The JSL 2D matrix can be turned into an image using the NewImage function. 2D matrices and images use a lot of memory; you might be able to make a 30K x 30K matrix full of color values and display it. If you want to save it as a PNG file, you might need to try a smaller size; 20K x 20K worked for me. Here's some JSL with a comment about how you might avoid having multiple copies of the matrix in memory at once.
clear globals();
// notes on making big images
//
// a 20Kx20K matrix is 20000*20000*8/1024/1024/1024 = 3GB
// the image created from it will be at least half that size too, in memory.
// clear globals, above, makes sure old matrices are released, otherwise
// m=J(...) might have the old matrix in m on the left hand side while the
// new matrix is being created on the right hand side. Two copies at once.

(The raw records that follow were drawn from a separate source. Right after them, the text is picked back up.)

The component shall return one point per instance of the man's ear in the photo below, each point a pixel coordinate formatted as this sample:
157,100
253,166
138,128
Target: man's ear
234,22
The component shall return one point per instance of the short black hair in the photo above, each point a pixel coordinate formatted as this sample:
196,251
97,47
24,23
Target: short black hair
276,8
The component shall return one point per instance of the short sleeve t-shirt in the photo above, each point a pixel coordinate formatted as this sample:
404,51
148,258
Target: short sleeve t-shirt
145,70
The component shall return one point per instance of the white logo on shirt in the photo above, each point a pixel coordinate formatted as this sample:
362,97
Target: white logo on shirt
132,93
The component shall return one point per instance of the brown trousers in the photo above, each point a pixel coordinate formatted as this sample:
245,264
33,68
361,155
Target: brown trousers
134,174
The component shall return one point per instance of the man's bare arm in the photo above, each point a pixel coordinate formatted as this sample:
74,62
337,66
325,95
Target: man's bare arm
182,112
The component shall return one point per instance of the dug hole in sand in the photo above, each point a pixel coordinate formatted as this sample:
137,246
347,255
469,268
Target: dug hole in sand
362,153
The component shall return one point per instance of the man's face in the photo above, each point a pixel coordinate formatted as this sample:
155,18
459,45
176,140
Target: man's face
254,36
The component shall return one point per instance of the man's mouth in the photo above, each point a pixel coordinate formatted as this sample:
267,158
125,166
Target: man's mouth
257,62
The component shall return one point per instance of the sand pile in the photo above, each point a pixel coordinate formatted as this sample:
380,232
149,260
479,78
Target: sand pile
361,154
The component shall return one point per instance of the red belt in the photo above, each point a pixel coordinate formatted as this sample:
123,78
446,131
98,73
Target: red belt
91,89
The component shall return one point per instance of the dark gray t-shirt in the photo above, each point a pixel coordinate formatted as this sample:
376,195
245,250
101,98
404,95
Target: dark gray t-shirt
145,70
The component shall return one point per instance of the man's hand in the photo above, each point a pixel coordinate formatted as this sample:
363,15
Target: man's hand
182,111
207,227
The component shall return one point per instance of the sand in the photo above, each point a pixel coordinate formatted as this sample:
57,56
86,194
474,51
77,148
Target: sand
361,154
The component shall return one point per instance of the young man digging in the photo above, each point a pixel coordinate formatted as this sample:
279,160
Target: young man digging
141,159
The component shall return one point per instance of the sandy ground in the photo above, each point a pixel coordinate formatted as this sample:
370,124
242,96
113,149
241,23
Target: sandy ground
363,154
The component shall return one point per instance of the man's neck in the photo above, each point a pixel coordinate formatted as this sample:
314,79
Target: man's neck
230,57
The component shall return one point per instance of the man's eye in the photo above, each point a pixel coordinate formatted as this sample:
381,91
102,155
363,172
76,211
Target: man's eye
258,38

// the parallel assign below is designed to do all the processing on an element.
// using m = f(m) later creates extra copies, and single-threaded. The
// commented-out range(m) was from previous runs to figure out the
// -1.1 and /1.5 scaling on the mandelbrot results. The critical
// part is making the RGB color from f1(m), f2(m), f3(m) inside the
// parallel assign. Otherwise there could be four! copies of m if
// newimage("rgb", {f1(m), f2(m), f3(m)})
// ---
// the above was important for a 30Kx30K matrix, using ~7GB; my machine
// could not hold ~28GB at once. But I had to reduce it to 20K anyway to
// save the picture; somewhere bigger than 20K refuses to save the image.
m = J( 20000, 20000, . );
Parallel Assign( {}, m[r( -1.5, 1.5 ), c( -2.25, 0.75 )] = //
(//
x = ((Mandelbrot( 10000, 0, c, r ) ^ .1) - 1.1) / 1.5 ; // scaled counts
RGB Color( (x) ^ .5, (x) ^ 9, (1 - x) ^ 9 ) ; // keep final color
) //
);
//Show( Range( m ) ); // m holds JSL colors not mandelbrot counts. range is meaningless
m=newimage(m);
New Window( "m", m );
m<<savepicture("$desktop/mandelbrot.png","png");
There are two choices with NewImage: a single matrix containing JSL rgb colors, or three matrices of r, g, and b values between 0 and 1. The JSL shown uses the first choice because only one matrix needs to exist. The second choice is more flexible but will require, at least for a moment, four matrices to exist.
The attached picture is 20,000 by 20,000 pixels; depending on your viewer you'll want to scroll or zoom.